This bundle offers a simple method to batch upload data to Google bigquery.
3 concepts are useful to work with this bundle:
An entity is any object implementing \CCMBenchmark\BigQueryBundle\BigQuery\Entity\RowInterface
.
This interface extends JsonSerializable to handle the export to bigquery.
An entity is coupled to a metadata object.
Metadata are responsible to store the schema related to your entity and other information used to store data into bigquery.
A metadata is a class implementing \CCMBenchmark\BigQueryBundle\BigQuery\MetadataInterface
.
The UnitOfWork is provided by the bundle. It's responsible to store the data and then to upload it to bigquery.
<?php
class MyMetadata implements CCMBenchmark\BigQueryBundle\BigQuery\MetadataInterface {
public function getEntityClass(): string {
return MyEntity::class;
}
public function getDatasetId(): string {
return 'mydataset';
}
public function getProjectId(): string {
return 'myproject';
}
public function getTableId(): string {
return 'mytable';
}
public function getSchema(): array {
return [
[ "mode"=> "NULLABLE", "name"=> "sessions", "type"=> "INTEGER" ]
];
}
}
class MyEntity implements CCMBenchmark\BigQueryBundle\BigQuery\Entity\RowInterface {
use CCMBenchmark\BigQueryBundle\BigQuery\Entity\RowTrait;
private $sessions;
public function __construct(int $sessions) {
$this->sessions = $sessions;
}
public function jsonSerialize()
{
return [
'sessions' => $this->sessions,
'created_at' => (new \Datetime())->format('Y-m-d H:i:s'),
];
}
}
// @var $unitOfWork \CCMBenchmark\BigQueryBundle\BigQuery\UnitOfWork
$unitOfWork->addData(
new MyEntity(
1000
)
);
// Your data will be uploaded when calling this method
$unitOfWork->flush();
- Require the package
composer require ccmbenchmark/bigquery-bundle
- Add it to your kernel:
Symfony 4+:
<?php
//config/bundles.php
return [
(..)
\CCMBenchmark\BigQueryBundle\BigQueryBundle::class => ['all' => true]
]
Symfony 3.4:
<?php
//app/AppKernel.php
$bundles = array(
(...)
new \CCMBenchmark\BigQueryBundle\BigQueryBundle(),
);
To upload data to google big query using google cloud storage, you need:
- A valid google cloud project with the following apis: BigQuery API, Cloud Storage
- A valid service account with the json api identifier
- To setup the billing on your account
Note: Usage of google cloud storage and google big query can be charged by Google.
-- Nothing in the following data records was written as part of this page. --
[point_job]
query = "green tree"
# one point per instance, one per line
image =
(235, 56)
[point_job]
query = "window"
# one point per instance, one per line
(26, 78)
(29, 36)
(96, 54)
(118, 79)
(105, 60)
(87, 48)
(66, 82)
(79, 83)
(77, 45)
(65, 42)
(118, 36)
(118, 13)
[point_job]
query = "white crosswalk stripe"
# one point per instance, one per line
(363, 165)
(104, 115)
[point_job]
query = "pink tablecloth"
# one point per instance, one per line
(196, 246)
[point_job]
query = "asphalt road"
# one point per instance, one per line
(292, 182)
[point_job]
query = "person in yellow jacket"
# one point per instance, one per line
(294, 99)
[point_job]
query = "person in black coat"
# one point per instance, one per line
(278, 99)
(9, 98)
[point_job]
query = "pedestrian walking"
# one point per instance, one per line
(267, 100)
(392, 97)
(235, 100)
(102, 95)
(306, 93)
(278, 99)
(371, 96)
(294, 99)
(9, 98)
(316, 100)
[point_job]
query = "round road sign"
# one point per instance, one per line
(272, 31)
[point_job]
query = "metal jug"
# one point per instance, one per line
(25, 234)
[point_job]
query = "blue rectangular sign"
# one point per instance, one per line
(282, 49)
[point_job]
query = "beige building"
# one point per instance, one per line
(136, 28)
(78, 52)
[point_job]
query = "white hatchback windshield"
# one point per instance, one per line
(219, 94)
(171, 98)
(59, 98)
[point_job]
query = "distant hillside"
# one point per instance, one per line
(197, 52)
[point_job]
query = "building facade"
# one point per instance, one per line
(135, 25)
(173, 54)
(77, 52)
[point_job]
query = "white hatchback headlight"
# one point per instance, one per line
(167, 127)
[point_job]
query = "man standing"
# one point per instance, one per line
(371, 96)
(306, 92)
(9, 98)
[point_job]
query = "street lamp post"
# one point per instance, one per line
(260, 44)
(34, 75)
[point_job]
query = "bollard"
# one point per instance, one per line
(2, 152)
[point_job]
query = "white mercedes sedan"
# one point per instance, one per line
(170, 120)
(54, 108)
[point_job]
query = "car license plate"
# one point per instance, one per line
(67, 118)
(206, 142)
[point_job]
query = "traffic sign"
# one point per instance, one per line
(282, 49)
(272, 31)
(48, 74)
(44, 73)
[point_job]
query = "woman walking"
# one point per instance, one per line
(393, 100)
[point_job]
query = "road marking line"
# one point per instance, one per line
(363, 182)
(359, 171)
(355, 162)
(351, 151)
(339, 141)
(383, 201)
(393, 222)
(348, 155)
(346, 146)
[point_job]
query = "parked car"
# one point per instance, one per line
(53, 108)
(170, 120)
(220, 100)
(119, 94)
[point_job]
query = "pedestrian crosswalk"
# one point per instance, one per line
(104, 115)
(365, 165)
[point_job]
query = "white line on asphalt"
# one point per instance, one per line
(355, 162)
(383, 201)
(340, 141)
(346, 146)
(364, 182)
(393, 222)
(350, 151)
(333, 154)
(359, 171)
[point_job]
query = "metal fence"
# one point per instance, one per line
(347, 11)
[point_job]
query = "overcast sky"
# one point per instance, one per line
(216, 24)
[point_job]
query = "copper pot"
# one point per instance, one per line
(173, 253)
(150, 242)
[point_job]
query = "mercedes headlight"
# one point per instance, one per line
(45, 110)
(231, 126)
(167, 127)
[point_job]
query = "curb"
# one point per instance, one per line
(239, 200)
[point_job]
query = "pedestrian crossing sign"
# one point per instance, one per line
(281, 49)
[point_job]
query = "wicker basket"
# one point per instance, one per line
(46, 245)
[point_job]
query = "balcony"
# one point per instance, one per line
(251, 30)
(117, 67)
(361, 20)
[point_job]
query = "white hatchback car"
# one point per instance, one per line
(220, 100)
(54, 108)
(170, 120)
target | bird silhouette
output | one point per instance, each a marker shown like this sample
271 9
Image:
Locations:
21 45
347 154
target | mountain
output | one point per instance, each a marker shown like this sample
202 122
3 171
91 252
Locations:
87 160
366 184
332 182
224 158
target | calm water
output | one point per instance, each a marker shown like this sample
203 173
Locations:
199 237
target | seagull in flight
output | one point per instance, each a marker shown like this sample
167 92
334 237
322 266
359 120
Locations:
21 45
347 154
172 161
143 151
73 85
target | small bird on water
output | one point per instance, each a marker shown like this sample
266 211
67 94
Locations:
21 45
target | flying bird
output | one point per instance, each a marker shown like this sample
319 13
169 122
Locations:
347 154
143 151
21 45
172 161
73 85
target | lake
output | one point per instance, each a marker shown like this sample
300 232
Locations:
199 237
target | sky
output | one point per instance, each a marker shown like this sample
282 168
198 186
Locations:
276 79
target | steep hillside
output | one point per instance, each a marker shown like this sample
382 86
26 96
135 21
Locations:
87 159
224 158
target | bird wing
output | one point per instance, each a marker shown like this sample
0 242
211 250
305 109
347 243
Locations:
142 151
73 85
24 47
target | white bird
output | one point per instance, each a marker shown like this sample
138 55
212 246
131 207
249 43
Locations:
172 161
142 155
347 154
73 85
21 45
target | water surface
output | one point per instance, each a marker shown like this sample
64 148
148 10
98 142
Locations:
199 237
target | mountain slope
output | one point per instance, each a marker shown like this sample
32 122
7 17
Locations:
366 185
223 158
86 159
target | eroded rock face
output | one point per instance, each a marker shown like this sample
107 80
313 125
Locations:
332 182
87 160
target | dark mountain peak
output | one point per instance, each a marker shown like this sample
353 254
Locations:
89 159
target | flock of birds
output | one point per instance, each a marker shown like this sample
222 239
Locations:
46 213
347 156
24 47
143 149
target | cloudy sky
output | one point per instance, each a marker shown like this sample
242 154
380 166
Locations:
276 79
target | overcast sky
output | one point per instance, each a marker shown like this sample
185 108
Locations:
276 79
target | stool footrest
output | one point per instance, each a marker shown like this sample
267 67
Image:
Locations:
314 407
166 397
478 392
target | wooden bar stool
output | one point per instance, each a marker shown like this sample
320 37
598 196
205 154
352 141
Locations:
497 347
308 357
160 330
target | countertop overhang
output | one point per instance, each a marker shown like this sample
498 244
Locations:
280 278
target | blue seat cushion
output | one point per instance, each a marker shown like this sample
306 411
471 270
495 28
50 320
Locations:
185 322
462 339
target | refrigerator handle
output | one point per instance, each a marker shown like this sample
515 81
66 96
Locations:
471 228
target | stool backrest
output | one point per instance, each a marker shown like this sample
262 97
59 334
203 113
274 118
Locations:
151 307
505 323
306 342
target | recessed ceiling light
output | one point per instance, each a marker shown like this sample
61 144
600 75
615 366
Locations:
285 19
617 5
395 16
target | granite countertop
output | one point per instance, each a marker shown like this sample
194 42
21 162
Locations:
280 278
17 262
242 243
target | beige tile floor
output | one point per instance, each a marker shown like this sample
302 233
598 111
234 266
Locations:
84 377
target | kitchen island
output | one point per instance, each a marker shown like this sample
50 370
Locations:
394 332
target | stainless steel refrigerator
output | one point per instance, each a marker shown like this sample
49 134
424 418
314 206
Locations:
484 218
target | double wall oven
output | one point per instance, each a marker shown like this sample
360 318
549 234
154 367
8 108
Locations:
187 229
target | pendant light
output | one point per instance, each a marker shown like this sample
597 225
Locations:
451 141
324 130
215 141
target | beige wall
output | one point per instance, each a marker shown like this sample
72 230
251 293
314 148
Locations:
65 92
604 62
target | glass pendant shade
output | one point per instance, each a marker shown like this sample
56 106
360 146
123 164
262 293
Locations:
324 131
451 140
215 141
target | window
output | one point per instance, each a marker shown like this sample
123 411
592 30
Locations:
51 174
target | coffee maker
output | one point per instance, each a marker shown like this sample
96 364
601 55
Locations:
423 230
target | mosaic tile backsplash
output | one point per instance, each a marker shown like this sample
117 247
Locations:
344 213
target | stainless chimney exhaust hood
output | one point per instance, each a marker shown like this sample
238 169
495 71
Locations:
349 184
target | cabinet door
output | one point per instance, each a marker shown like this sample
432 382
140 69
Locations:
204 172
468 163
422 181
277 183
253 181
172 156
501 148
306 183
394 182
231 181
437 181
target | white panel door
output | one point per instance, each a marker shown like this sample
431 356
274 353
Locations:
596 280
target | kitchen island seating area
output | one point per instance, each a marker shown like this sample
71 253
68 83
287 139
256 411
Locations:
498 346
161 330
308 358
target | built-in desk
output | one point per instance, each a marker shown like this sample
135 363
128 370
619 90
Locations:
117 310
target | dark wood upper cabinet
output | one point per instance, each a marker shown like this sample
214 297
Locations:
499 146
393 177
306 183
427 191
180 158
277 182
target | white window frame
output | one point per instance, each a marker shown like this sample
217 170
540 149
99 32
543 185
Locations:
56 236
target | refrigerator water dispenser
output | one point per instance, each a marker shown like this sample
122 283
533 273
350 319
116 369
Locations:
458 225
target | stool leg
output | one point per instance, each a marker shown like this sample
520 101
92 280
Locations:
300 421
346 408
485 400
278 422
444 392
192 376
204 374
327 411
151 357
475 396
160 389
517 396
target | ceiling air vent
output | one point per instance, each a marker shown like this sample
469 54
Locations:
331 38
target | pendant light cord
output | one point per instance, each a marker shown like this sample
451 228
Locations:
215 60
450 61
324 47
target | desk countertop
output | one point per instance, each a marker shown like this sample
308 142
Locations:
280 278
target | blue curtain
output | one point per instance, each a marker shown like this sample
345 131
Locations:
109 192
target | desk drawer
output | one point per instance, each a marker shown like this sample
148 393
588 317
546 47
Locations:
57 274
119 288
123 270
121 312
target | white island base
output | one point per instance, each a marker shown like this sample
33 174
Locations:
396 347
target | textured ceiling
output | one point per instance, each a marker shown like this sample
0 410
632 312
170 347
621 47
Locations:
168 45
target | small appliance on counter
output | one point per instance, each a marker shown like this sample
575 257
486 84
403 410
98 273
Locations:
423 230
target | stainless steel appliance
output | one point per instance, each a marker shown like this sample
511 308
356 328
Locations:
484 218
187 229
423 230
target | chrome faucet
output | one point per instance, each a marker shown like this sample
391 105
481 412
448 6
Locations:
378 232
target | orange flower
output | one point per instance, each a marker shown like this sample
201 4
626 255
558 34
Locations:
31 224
So using this bundle can produce charges on your account. You are responsible of that.
#config/packages/big_query.yml
big_query:
cloudstorage:
bucket: [Name of your bucket in google cloud storage]
api:
application_name: "My application"
credentials_file: "[Path to your credentials in json format]"
proxy: ## Remove this section if you don't have any proxy or set the values to "~"
host: "%proxy.host%"
port: "%proxy.port"
To create a metadata, create a new class implementing MetadataInterface.
To automatically register your metadata into the UnitOfWork, this bundle provides a tag to declare on this service.
//config/services/services.xml
<service id="AppBundle\MyMetadata">
<tag name="big_query.metadata" />
</service>
At this point your metadata are declared into the UnitOfWork, thanks to a CompilerPass. You are ready to upload data.
You need to use the service CCMBenchmark\BigQueryBundle\BigQuery\UnitOfWork
.
This service offers a simple API.
Call addData
to store a new Entity to upload.
When all you're entities are in the UnitOfWork, call flush
to upload it.
Call requestData
to make a request to the specified projectId
it will return a \Google\Service\Bigquery\GetQueryResultsResponse
<?php
class myDataSource
{
private string $projectId;
private UnitOfWork $unitOfWork;
public function __construct(UnitOfWork $unitOfWork, string $projectId)
{
$this->unitOfWork = $unitOfWork;
$this->projectId = $projectId;
}
public function getData(\DateTimeImmutable $reportDate, array $sites): array
{
$queryResults = $this->unitOfWork->queryData($this->projectId, 'SELECT field1, field2, field3 FROM myDataset.myTable');
$data = [];
foreach ($queryResults->getRows() as $row) {
$data[] = $row->current()->getV();
}
}
If there is no exception thrown by the code but you cannot find your data in bigquery, you should follow this steps:
- Check google cloud storage. A file named "reporting-[YYYY-mm-dd]-[uniqId].json" should be here. If there is no such file, check permissions on GCP.
- Check google big query. A new job should have been submitted. Be sure to check in the project history. If the job is errored, try to submit it again using the UI, bigquery will display the errors.
This is out of scope of this bundle, but to save storage you can define a lifecycle in your bucket.